In Cloudy, they opened their film with the title credit ‘A Film By A Lot Of People’. Here, they aim firmly at the line between breaking the fourth wall, and allowing a sly wink at the audience. They get it spot on, too, never allowing their story to cheat, but comfortably making sure that everyone’s had a good time by the time the credits abruptly kick in.
The concept is pretty straightforward, and relies on no foreknowledge of the source television series for it to work (with some welcome treats for fans). Jonah Hill plays the high school nerd. Channing Tatum plays the popular jock. The two of them end up training for the police, and for their first proper assignment, they’re sent undercover, back into high school, to get to the bottom of a mysterious, powerful new drug.
Only thing is, it’s modern day high school, where it’s suddenly cooler to be the sensistive, nerdy type, and straight away, this subverts the relationship between Hill and Tatum’s characters. The script, which Hill shares a story credit on, keeps things running quite tight, but still finds time for quality supporting characters, not least Cube’s police captain.
What’s also surprising is just how many good belly laughs the film generates. Hill and Tatum are at the heart of most of them, making for an unconventional but surprisingly strong double act. Tatum, in particular, demonstrates an aptitude for comedy that you may not always have got from him, and if the teased sequel happens, it’d certainly be a pleasure to spend another 100 minutes in the company of these two.

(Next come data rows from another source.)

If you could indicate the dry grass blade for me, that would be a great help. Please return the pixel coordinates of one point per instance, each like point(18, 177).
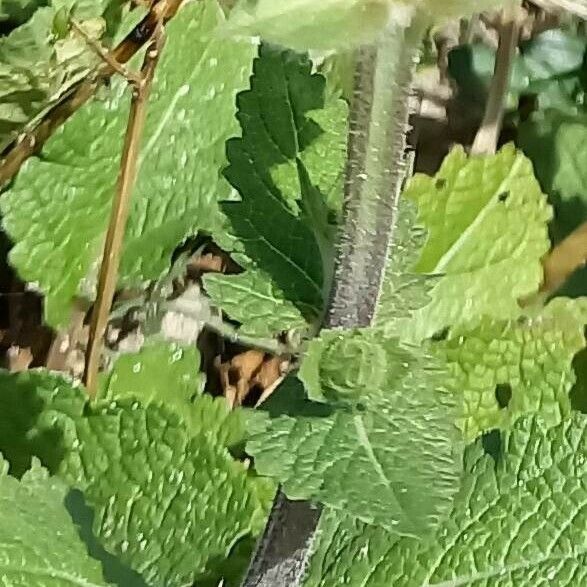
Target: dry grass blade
point(31, 141)
point(564, 259)
point(576, 7)
point(120, 207)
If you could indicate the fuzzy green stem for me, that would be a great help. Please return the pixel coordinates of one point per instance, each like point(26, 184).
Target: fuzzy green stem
point(375, 173)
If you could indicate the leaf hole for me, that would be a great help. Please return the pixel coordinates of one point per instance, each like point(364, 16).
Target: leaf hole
point(503, 394)
point(441, 334)
point(491, 442)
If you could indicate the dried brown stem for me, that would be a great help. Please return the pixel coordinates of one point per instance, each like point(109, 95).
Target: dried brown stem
point(120, 207)
point(564, 259)
point(486, 139)
point(31, 141)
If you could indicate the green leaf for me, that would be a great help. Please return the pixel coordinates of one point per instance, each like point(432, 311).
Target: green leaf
point(507, 369)
point(515, 522)
point(555, 142)
point(167, 502)
point(489, 260)
point(385, 452)
point(32, 407)
point(287, 168)
point(146, 375)
point(169, 375)
point(337, 24)
point(40, 544)
point(169, 499)
point(472, 66)
point(57, 210)
point(19, 11)
point(305, 24)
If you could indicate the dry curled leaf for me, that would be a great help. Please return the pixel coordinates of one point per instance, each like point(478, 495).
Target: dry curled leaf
point(248, 371)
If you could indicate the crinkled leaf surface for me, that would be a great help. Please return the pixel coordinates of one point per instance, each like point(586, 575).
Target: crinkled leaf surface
point(160, 372)
point(336, 24)
point(36, 66)
point(57, 210)
point(40, 544)
point(287, 167)
point(18, 11)
point(556, 143)
point(488, 257)
point(167, 502)
point(504, 370)
point(519, 522)
point(384, 451)
point(169, 499)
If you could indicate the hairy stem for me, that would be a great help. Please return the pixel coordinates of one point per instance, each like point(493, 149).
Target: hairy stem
point(32, 140)
point(375, 172)
point(119, 214)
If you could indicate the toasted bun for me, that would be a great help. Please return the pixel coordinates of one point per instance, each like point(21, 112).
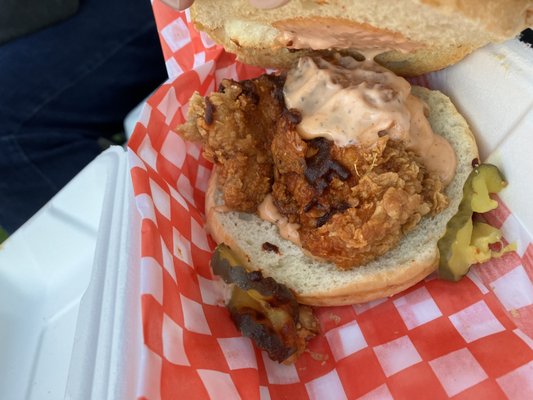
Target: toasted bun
point(322, 284)
point(432, 33)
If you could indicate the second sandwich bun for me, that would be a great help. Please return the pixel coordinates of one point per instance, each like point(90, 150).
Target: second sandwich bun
point(413, 36)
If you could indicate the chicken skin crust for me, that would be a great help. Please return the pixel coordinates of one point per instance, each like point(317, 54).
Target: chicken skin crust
point(352, 204)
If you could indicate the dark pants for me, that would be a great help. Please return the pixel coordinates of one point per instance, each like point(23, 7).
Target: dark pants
point(64, 87)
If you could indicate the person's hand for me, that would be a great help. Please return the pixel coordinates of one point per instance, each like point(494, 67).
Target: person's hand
point(263, 4)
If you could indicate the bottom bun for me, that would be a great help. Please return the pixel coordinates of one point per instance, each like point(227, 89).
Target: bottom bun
point(320, 283)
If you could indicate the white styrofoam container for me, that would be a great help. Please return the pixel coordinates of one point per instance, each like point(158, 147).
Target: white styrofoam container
point(69, 308)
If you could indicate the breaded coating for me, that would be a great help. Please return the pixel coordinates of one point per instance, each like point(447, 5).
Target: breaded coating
point(235, 127)
point(352, 204)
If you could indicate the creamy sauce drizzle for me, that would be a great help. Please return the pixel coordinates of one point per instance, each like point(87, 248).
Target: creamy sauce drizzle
point(323, 33)
point(354, 102)
point(269, 212)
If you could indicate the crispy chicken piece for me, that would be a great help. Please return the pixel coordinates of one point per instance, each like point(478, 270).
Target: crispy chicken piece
point(360, 202)
point(353, 204)
point(235, 127)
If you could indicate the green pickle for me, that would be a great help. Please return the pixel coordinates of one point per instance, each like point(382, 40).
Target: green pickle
point(466, 242)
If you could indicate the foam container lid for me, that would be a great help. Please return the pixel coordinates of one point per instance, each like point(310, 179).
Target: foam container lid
point(65, 285)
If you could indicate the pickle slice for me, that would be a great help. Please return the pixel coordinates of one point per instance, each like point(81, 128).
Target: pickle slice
point(264, 310)
point(466, 242)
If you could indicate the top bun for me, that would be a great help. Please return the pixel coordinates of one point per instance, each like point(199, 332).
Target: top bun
point(413, 36)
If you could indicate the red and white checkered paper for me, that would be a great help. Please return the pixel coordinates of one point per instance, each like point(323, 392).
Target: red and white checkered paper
point(468, 340)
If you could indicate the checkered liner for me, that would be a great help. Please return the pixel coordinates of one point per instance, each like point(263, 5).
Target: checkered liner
point(470, 339)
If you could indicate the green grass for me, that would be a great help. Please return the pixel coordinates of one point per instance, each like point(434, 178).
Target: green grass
point(3, 235)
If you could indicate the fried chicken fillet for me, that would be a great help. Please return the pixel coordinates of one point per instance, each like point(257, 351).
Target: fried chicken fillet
point(352, 203)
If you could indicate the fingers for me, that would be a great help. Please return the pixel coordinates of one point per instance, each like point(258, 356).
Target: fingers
point(178, 4)
point(266, 4)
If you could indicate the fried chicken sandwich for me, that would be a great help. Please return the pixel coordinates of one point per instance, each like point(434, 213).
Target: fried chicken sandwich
point(334, 177)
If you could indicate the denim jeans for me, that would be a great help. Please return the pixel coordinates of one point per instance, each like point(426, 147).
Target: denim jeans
point(63, 88)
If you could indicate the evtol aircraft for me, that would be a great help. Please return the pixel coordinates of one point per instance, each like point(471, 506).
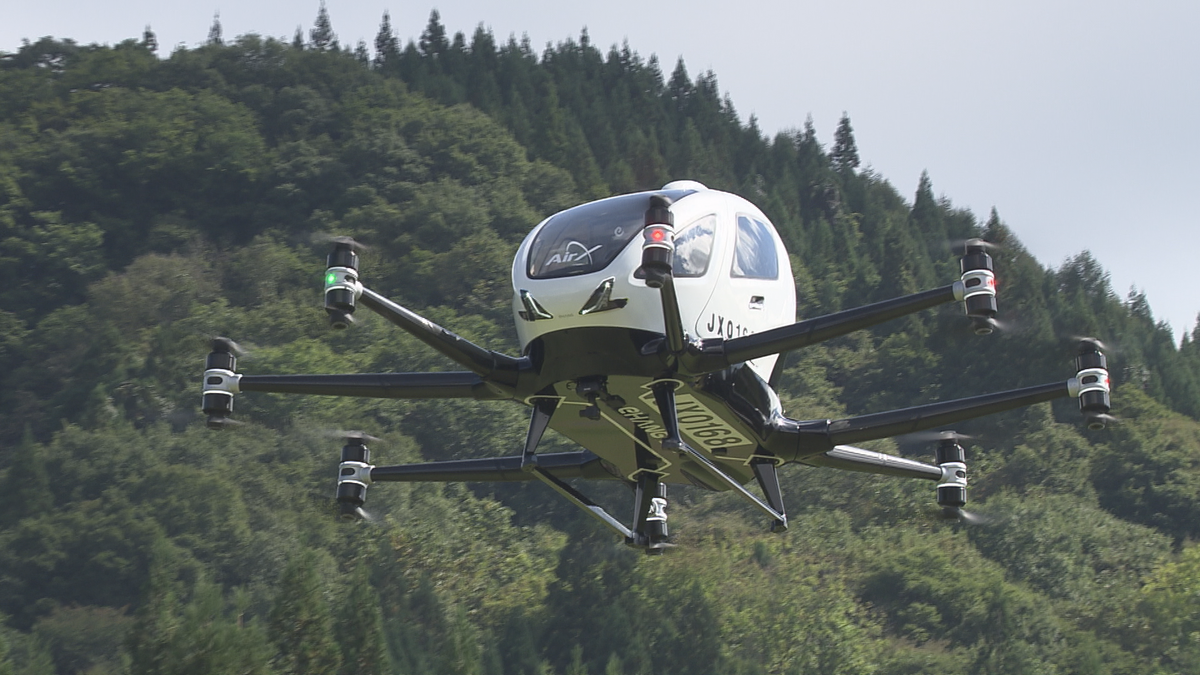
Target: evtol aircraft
point(651, 327)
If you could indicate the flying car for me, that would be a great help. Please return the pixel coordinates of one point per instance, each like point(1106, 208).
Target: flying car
point(651, 328)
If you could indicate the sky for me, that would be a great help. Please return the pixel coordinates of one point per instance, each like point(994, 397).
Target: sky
point(1074, 119)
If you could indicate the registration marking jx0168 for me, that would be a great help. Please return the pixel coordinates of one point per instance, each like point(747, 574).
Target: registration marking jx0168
point(699, 423)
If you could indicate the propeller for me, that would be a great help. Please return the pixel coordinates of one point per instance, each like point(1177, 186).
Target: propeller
point(223, 423)
point(1105, 347)
point(975, 242)
point(966, 517)
point(222, 344)
point(352, 435)
point(325, 238)
point(929, 436)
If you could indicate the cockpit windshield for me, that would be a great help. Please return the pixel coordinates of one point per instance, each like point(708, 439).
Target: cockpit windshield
point(587, 238)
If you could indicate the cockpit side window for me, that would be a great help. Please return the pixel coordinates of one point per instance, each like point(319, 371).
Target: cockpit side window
point(694, 248)
point(755, 256)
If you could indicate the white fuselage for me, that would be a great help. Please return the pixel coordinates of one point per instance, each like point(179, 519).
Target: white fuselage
point(735, 296)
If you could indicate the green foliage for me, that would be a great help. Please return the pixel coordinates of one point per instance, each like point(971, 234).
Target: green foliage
point(301, 623)
point(147, 204)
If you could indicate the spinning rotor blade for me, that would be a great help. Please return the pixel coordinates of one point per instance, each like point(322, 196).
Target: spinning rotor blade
point(225, 423)
point(354, 435)
point(961, 245)
point(222, 344)
point(934, 436)
point(966, 517)
point(325, 238)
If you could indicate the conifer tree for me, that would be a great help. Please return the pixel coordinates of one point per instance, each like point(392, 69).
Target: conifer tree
point(387, 45)
point(300, 622)
point(322, 34)
point(845, 153)
point(25, 490)
point(215, 30)
point(360, 629)
point(433, 41)
point(149, 41)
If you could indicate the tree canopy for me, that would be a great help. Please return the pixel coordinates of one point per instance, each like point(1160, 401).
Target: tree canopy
point(148, 203)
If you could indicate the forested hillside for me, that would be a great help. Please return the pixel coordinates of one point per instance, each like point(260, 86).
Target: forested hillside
point(149, 202)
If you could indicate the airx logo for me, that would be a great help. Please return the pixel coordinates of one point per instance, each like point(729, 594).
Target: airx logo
point(574, 252)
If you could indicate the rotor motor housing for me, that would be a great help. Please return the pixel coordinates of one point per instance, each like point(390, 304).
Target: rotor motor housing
point(342, 285)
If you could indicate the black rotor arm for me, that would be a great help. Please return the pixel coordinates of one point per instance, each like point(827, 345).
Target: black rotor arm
point(820, 436)
point(378, 386)
point(487, 363)
point(581, 464)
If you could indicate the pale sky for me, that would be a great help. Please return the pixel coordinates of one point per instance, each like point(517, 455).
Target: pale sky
point(1075, 119)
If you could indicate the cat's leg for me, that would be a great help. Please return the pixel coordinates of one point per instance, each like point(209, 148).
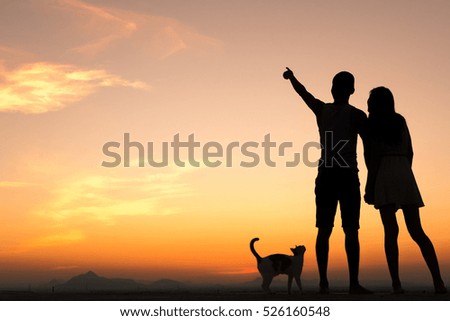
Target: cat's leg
point(299, 283)
point(290, 278)
point(266, 283)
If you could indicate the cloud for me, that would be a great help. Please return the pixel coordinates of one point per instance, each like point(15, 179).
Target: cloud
point(140, 33)
point(105, 198)
point(68, 237)
point(15, 184)
point(42, 87)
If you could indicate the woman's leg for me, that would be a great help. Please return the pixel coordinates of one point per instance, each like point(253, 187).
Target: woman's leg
point(391, 245)
point(412, 220)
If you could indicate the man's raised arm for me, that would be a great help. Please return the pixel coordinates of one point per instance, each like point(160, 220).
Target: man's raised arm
point(307, 97)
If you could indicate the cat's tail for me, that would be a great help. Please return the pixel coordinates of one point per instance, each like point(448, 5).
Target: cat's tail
point(252, 248)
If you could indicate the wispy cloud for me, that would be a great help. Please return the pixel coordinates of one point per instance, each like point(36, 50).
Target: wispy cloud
point(68, 237)
point(43, 87)
point(155, 36)
point(105, 198)
point(15, 184)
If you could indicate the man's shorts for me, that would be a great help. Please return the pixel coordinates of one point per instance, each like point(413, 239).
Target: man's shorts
point(335, 185)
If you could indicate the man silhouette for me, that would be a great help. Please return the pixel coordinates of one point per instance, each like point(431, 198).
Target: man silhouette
point(337, 180)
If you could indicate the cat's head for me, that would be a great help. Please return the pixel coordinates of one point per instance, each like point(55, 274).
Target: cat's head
point(298, 250)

Lord and Miller are wise enough to know when to put their foot on the accelerator, with the film only really feeling flabby around one or two of the action sequences. Even then, though, they try and find fun wherever they can, playing with genre expectations. Still, 21 Jump Street remains on far surer footing when being comedic, rather than going for all-action action.
Perhaps the centrepiece is a quite brilliant amateur production of Peter Pan, which is one of the many surprises that the film holds that we’ve little intention of spoiling for you here. It’ll be instantly worth getting hold of the DVD at the first opportunity, just to relive the utterly bonkers final act again.
Back when 21 Jump Street was first announced, Jonah Hill was quoted as saying that he wanted an “R-rated Bad Boys type action flick with the wit and wisdom of a John Hughes film”. It turns out, it got a damn sight closer to that than you may originally have given the project credit for.
It’s one of Hollywood’s funniest mainstream films in years, and a textbook example of how to bring an old TV show kicking and screaming back to life.